= Shellyne Rodriguez =

American visual artist and organizer

Shellyne Rodriguez (born 1977) is an American visual artist, organizer, and former adjunct.

== Education ==
Rodriguez earned a BFA in Visual & Critical Studies from the School of Visual Arts in 2011 and a MFA in Fine Art from Hunter College in 2014.

== Artistic practice ==
In 2014, Rodriguez attended the Shandaken Project Residency in the Catskills of New York. In 2015, she was artist-in-residence in the sculpture department at Hunter College. In 2017, Rodriguez collaborated with the Museum of Modern Art to create the Night Studio program, a free art class for New York City residents in the process of taking the TASC (Test Assessing Secondary Completion, formerly the GED). In 2018, Rodriguez was awarded the Percent for Art public sculpture commission to create a permanent public sculpture in the Bronx. Shellyne stated that the sculpture would serve as "a monument to the people of the Bronx." In 2018, the Whitney Museum of American Art released a video by Rodriguez in which she discussed Ja'Tovia Gary's film An Ecstatic Experience.

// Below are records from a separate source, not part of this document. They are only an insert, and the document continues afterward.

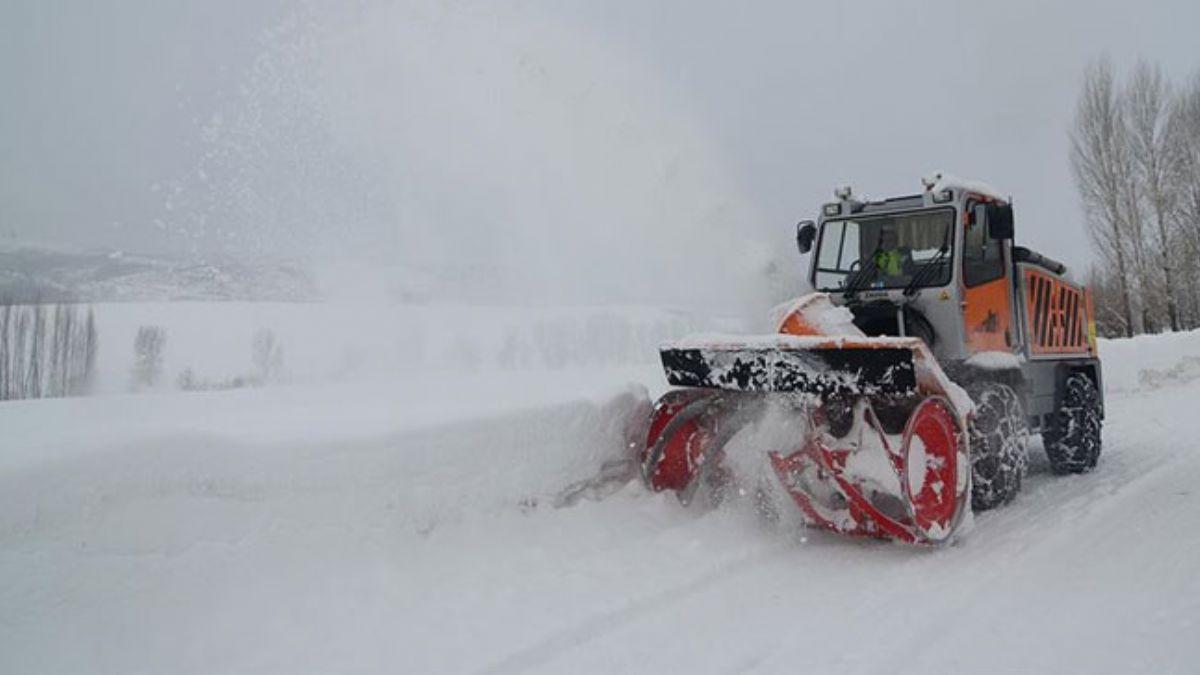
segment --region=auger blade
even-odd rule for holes
[[[917,387],[912,350],[906,347],[791,339],[774,345],[666,346],[660,356],[667,381],[677,387],[817,395],[906,395]]]

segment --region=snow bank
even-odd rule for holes
[[[1200,378],[1200,330],[1099,340],[1108,392],[1135,392]]]

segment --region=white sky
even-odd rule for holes
[[[1194,0],[385,5],[4,0],[0,240],[545,280],[584,250],[790,251],[834,185],[942,168],[1079,265],[1085,64],[1200,67]]]

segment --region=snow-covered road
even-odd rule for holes
[[[1034,442],[941,550],[636,483],[554,508],[653,368],[4,404],[0,671],[1194,671],[1189,354],[1106,345],[1098,470]]]

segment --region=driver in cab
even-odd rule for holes
[[[894,229],[883,229],[880,232],[880,245],[871,263],[875,264],[875,269],[887,276],[907,274],[912,267],[912,249],[900,246]]]

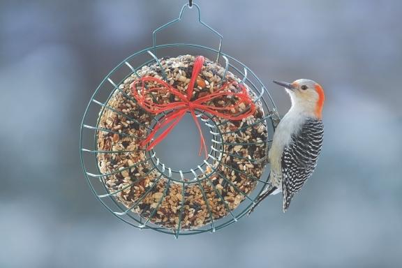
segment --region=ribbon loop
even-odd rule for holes
[[[131,91],[133,97],[137,100],[138,105],[147,112],[152,114],[159,114],[162,112],[168,112],[162,122],[158,122],[155,125],[152,131],[149,133],[146,139],[140,142],[141,146],[144,146],[154,138],[156,133],[162,128],[170,126],[166,128],[158,137],[156,137],[149,145],[147,150],[151,150],[162,140],[163,140],[169,133],[179,124],[180,120],[189,112],[195,122],[198,128],[200,137],[200,147],[199,155],[201,154],[202,149],[205,153],[205,157],[208,156],[205,140],[202,135],[201,126],[198,121],[195,111],[206,112],[210,114],[216,115],[219,117],[225,118],[228,120],[241,120],[244,118],[252,115],[255,112],[255,105],[252,101],[247,92],[244,85],[238,84],[236,82],[226,82],[219,88],[212,89],[213,93],[202,97],[198,98],[195,100],[191,100],[194,91],[194,86],[198,75],[201,72],[204,66],[204,58],[202,56],[198,56],[194,61],[193,72],[190,82],[187,86],[187,94],[184,95],[178,89],[176,89],[168,83],[158,78],[151,76],[145,76],[134,81],[131,84]],[[140,86],[138,86],[138,84]],[[150,88],[146,87],[153,84],[154,86]],[[231,92],[228,89],[230,85],[238,86],[241,91],[239,93]],[[171,101],[169,103],[161,103],[154,96],[154,93],[166,93],[170,96],[174,96],[174,100],[179,99],[178,101]],[[159,94],[158,94],[159,95]],[[172,98],[172,97],[170,97]],[[231,105],[222,105],[219,103],[220,100],[230,98]],[[244,112],[239,113],[241,107],[243,107]],[[248,108],[246,110],[246,108]]]

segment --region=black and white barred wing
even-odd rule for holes
[[[303,187],[314,171],[321,151],[323,135],[322,121],[308,119],[285,147],[282,155],[284,211],[289,207],[293,195]]]

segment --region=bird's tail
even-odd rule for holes
[[[258,206],[258,204],[260,204],[261,201],[262,201],[268,195],[269,195],[270,194],[274,193],[274,191],[276,189],[277,189],[277,188],[276,186],[273,186],[272,185],[269,184],[267,186],[267,188],[265,188],[265,190],[264,190],[264,191],[262,191],[262,193],[261,193],[261,194],[260,195],[258,195],[258,197],[255,200],[255,203],[253,204],[253,206],[251,206],[251,208],[248,211],[247,216],[250,216],[250,214],[251,214],[251,212],[253,212],[254,211],[254,209],[255,209],[255,208],[257,207],[257,206]]]

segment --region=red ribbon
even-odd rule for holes
[[[145,76],[139,78],[131,83],[130,86],[131,94],[134,98],[135,98],[137,103],[144,110],[155,114],[170,111],[170,112],[163,118],[163,122],[158,122],[148,137],[140,142],[141,146],[145,145],[154,138],[156,133],[161,128],[170,124],[168,128],[166,128],[158,137],[155,139],[155,140],[151,142],[147,148],[147,150],[151,150],[157,144],[161,142],[161,141],[163,140],[180,121],[184,114],[186,114],[187,112],[190,112],[191,116],[194,119],[198,131],[200,132],[201,145],[198,154],[200,155],[202,149],[204,149],[205,157],[207,157],[208,152],[207,151],[207,146],[205,144],[205,140],[202,135],[201,126],[200,126],[200,123],[195,116],[195,111],[196,110],[207,112],[211,114],[214,114],[229,120],[241,120],[242,119],[254,114],[254,112],[255,111],[255,105],[250,98],[246,87],[243,84],[238,84],[236,82],[226,82],[219,88],[216,89],[214,93],[198,98],[196,100],[191,100],[191,97],[193,96],[194,84],[195,83],[198,74],[204,66],[204,59],[202,56],[198,56],[195,58],[194,66],[193,67],[191,79],[190,80],[190,82],[187,87],[187,95],[182,94],[165,81],[151,76]],[[146,82],[147,83],[147,87],[145,87]],[[140,89],[137,89],[136,85],[138,83],[141,83]],[[149,87],[151,84],[155,84],[155,87]],[[224,91],[231,84],[234,84],[234,86],[238,85],[241,91],[239,93],[234,93],[230,91]],[[173,94],[175,97],[177,97],[180,100],[170,102],[170,103],[156,103],[153,100],[152,92],[157,92],[158,95],[161,95],[161,94],[168,95],[168,93],[169,93]],[[221,100],[223,97],[225,96],[234,97],[236,98],[235,103],[225,107],[216,107],[210,104],[210,103],[214,100]],[[233,114],[233,109],[234,109],[235,112],[239,112],[239,105],[241,103],[244,103],[246,107],[248,107],[248,110],[241,114]]]

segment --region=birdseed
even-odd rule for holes
[[[161,59],[168,82],[185,92],[190,82],[195,57],[191,55]],[[206,59],[197,77],[192,99],[209,94],[216,90],[225,69]],[[137,71],[140,76],[163,79],[161,67],[152,64]],[[239,121],[228,121],[215,117],[214,123],[223,135],[224,144],[214,144],[221,151],[217,160],[206,166],[205,173],[184,177],[184,182],[170,179],[161,174],[151,161],[149,153],[139,143],[150,132],[155,124],[155,115],[141,108],[131,96],[131,84],[136,80],[131,75],[119,85],[99,114],[97,132],[98,150],[118,151],[97,154],[103,182],[110,193],[127,209],[157,225],[167,228],[196,229],[227,216],[235,209],[255,188],[264,167],[268,139],[264,112],[260,101],[250,117]],[[230,72],[226,73],[228,82],[241,82]],[[251,99],[256,96],[245,85]],[[238,92],[233,84],[225,91]],[[169,103],[179,100],[169,93],[155,92],[152,98]],[[224,107],[231,104],[230,97],[214,100],[213,105]],[[247,107],[239,105],[239,113]],[[123,115],[122,115],[123,114]],[[219,157],[221,158],[218,161]],[[205,175],[205,174],[207,175]],[[224,201],[223,201],[224,200]],[[143,220],[144,221],[144,220]]]

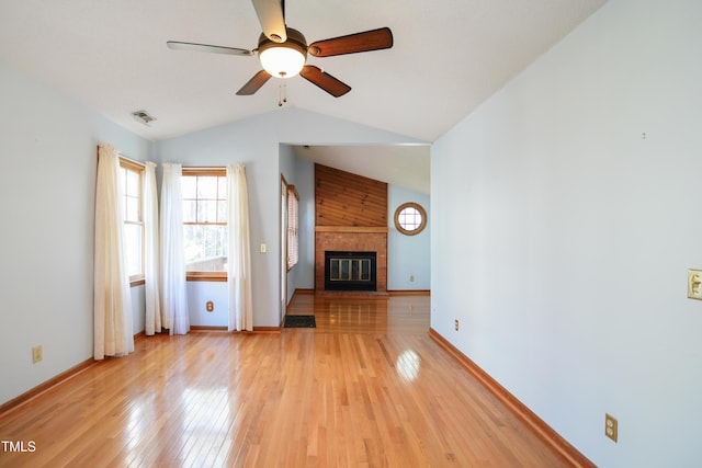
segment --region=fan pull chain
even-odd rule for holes
[[[278,106],[282,107],[283,104],[287,102],[287,89],[285,87],[285,80],[281,79],[281,83],[279,85],[280,94],[278,98]]]

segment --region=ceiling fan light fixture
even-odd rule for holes
[[[272,77],[293,78],[307,60],[307,43],[299,31],[287,28],[287,41],[278,44],[263,34],[259,39],[261,67]]]
[[[305,66],[305,56],[297,49],[280,46],[259,53],[261,67],[272,77],[293,78]]]

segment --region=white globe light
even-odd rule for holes
[[[284,45],[269,47],[259,53],[261,67],[272,77],[292,78],[305,66],[305,56],[297,49]]]

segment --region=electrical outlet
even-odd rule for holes
[[[36,364],[42,361],[42,345],[32,347],[32,364]]]
[[[619,435],[616,418],[609,413],[604,413],[604,435],[616,442]]]

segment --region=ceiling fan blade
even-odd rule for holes
[[[241,87],[239,91],[237,91],[237,95],[251,95],[257,92],[265,82],[271,78],[271,76],[265,70],[261,70],[253,76],[245,85]]]
[[[168,48],[173,50],[195,50],[207,52],[211,54],[227,54],[227,55],[253,55],[252,50],[236,47],[213,46],[208,44],[195,44],[195,43],[181,43],[178,41],[169,41],[166,43]]]
[[[315,57],[355,54],[393,47],[393,32],[389,27],[349,34],[348,36],[317,41],[307,48]]]
[[[274,43],[287,41],[285,12],[281,0],[251,0],[265,37]]]
[[[331,75],[321,71],[319,67],[315,67],[314,65],[306,65],[299,72],[299,76],[310,83],[318,85],[335,98],[342,96],[351,91],[350,85],[337,80]]]

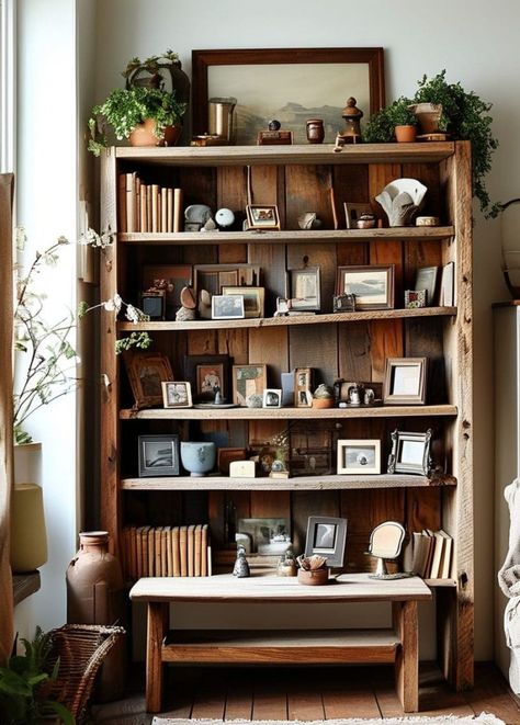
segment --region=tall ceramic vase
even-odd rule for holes
[[[67,622],[69,624],[125,624],[124,581],[118,560],[109,554],[106,531],[79,534],[79,551],[67,569]],[[124,694],[125,641],[104,660],[95,695],[99,701]]]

In 2019, Rodriguez became the inaugural artist-in-residence at The Latinx Project, an initiative based at NYU that is dedicated to Latinx studies. Rodriguez curated a show centered around ideas of displacement and how it affects the Latinx population in New York. The show included pieces by Rodriguez, Alicia Grullón, and anti-gentrification group Mi Casa No es Su Casa.

=== Selected exhibition history ===
- Siempre En La Calle: Calderón, October 28, 2021, to January 29, 2022
- PELEA: Visual Responses to Spatial Precarity, Latinx Project, NYU, 2019; curator: Shellyne Rodriguez
- BRONX NOW: Bronx River Art Center, July 14 to September 8, 2018; curated by Laura James and Eileen Walsh, who work under the name BXNYCreative
- Tamir Rice Photo Booth: Window Project, IMI Corona, Queens Museum, 2016; curator: Prerana Reddy

== Social-action activities ==
=== Community organizing ===
Rodriguez is a community organizer and an active member of the grassroots collective Take Back the Bronx. In March 2019, Rodriguez joined a group of Latinx scholars, artists, and activists in penning and signing a letter to El Museo del Barrio demanding change at the East Harlem institution.

Rodriguez is a member of Decolonize This Place and spoke at the ultimately successful May 2019 protests against Warren Kanders, owner of the defense manufacturing company Safariland and then-vice chair of the Whitney Museum of American Art, seeking to remove Kanders from its board.

=== Writing ===
Rodriguez has written for multiple publications, including Hyperallergic.

In an essay in which she describes herself as a "black Marxist", Rodriguez criticizes the practice of equating identities with "injury" and awarding "immunity" to people with the most identities, calling it a "lazy politics that doesn't require one to do any critical thinking or political work." She argues that "it is a system based on the state's logic of restitution and punishment, and fundamentally opposed to solidarity." What she prefers instead is political organizing and activity.

== New York Post incident ==
On Tuesday, May 2, 2023, Rodriguez confronted students which had set up a table of anti-abortion pamphlets near an art studio on the 11th floor of the North Building, calling it propaganda and tossing items off the table. Rodriguez issued an apology after Hunter College requested that she do so.

On May 23, 2023, a New York Post reporter and a photographer went to her home to interview and photograph her about the story. A spokesperson for Rodriguez said they did not identify themselves and did not use the intercom to gain access to knock on her unit's door. She held a machete to one of the reporters' necks and threatened them. She followed the journalists as they went back to their car and chased the photographer with the machete. Part of the confrontation was captured on a Post employee's dashcam. She was subsequently fired by Hunter College and the School of Visual Arts and arrested on charges of menacing and harassment.

In October 2023, Rodriguez took a plea deal. Through the deal, her misdemeanor charge of menacing will be withdrawn after she completes six months of behavioral therapy.

In January 2024, Rodriguez was fired from Cooper Union.